Spotify will add free Facebook-style apps to its streaming music service, partnering with Rolling Stone, pitchfork, Last.fm, Songkick, Billboard and CBS Corp.'s music-recommendation service.

The Swedish company, which launched its service in the U.S. in July, will also allow third-party developers to build new Spotify apps, according to Mashable.

The apps would remain subject to Spotify's approval, Chief Executive Daniel Ek said in an interview with the Wall Street Journal, comparing the approval process to the one used by Apple's App Store.

"It's going to be more like the Apple model," Ek reportedly said. "We want to make sure the quality of the apps we get in is really, really high."

The WSJ wrote that while Spotify lets users listen to any of its 15 million songs instantly, "finding new music they actually want to hear is a major focus of the new features."

The move "could differentiate the Swedish company amid growing competition from Google Inc., Amazon.com Inc. and Apple Inc," it added.

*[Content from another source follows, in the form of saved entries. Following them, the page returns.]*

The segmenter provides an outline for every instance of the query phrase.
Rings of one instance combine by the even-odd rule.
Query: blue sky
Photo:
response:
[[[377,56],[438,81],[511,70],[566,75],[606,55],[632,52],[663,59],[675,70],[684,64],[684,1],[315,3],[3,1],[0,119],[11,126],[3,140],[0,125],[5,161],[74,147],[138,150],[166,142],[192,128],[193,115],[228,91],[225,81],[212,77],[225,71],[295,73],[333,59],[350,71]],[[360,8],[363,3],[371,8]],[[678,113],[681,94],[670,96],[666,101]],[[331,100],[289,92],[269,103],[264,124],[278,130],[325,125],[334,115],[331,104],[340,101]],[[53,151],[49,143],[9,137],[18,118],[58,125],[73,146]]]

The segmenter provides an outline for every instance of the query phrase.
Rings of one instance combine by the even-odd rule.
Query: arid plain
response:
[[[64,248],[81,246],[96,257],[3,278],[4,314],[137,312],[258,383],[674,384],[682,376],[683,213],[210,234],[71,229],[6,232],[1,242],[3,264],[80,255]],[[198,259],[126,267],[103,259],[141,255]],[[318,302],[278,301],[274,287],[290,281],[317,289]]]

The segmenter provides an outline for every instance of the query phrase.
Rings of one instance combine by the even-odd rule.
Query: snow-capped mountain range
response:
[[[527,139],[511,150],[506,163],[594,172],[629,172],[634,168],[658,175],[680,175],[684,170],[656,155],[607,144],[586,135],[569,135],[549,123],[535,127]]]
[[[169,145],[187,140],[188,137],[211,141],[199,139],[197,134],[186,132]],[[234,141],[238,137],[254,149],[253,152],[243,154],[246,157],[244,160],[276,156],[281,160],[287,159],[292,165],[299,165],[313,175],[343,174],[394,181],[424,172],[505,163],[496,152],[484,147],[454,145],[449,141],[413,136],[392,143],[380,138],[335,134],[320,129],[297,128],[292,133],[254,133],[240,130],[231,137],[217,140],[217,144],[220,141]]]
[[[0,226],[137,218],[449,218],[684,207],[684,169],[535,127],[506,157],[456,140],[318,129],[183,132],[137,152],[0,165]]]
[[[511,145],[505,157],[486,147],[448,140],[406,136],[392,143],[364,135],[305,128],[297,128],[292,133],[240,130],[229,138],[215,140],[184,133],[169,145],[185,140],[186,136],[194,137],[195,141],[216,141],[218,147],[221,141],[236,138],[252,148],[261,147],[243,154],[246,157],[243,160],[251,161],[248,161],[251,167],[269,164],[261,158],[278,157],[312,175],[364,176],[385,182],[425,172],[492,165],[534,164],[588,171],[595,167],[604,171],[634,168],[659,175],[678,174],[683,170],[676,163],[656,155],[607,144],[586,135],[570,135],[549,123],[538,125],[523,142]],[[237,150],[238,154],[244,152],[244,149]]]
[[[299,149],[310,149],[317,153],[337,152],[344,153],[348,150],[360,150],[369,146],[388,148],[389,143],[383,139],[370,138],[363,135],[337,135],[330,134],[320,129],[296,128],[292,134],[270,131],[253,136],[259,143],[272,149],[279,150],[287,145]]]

The Stockholm-based company hopes the apps will broaden Spotify’s reach and take advantage of its vast music library, as well as its deeper social integration with Facebook.

Rolling Stone publisher Jann Wenner calls Spotify, based in Stockholm, as the "ultimate jukebox."

At the Spotify Platform launch in New York on Wednesday, Spotify said the apps would be available first for the desktop, but depending on their success made available on other platforms.